Robert F. 'Bob' Sherwood
QCWA # 36887
Started in Ham Radio in 1977 with the call WD6AIY. When I retired in 2006 I had a 40 x 50 ft. shop built to house all of my boy toys and ham radios. I constructed a ham shack in one corner of the shop, moved my 55 ft. tower to the back and rebuilt the Cushcraft ATB 34 yagi. For some reason all of that work took a lot longer at 70 years of age then it did at 35. Unpacked the old Kenwood 520 se and bought a used Kenwood 480sat for the mobile, Then I purchased a Kenwood 590s as the primary radio in the shack. Up graded from advanced class license to extra in March 2012 and obtained the vaniety call W6AIY. Ham Radio is as much fun now then it was 35 years ago.

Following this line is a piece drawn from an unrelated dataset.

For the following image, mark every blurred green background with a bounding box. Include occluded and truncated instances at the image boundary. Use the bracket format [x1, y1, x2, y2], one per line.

From 3-18-14 to 4-14-14, I operated Maritime Mobile as W6AIY/VP9 on the Bermuda-registered cruise ship Island Princess while on a cruise from Las Angelis through the Panama Canal to Florida, and then returning back to Las Angeles on the same ship. I was restricted to 25 Watts and an antenna no longer than 5 foot. The procedure to get permission for operating from a cruise ship is not as hard as I thought. You send a letter to the cruse company telling them what your station will be, and they will send you a list of restrictions which you sign and send back. Then a fax to the country the ship is registered in, in this case Bermuda. Bermuda then sends you a permit /VP9, then $10.00 and a form to AARL to receive your International Amateur Radio Permit (IARP). Last thing to do is have your station inspected by the Chief Technical officer after you get it set up on the ship. I was able to make 18 contacts into the U.S. and Europe with S/5 or better reports. Had a lot of fun and learned a lot.
Thanks for looking at my page. QSL 100 %.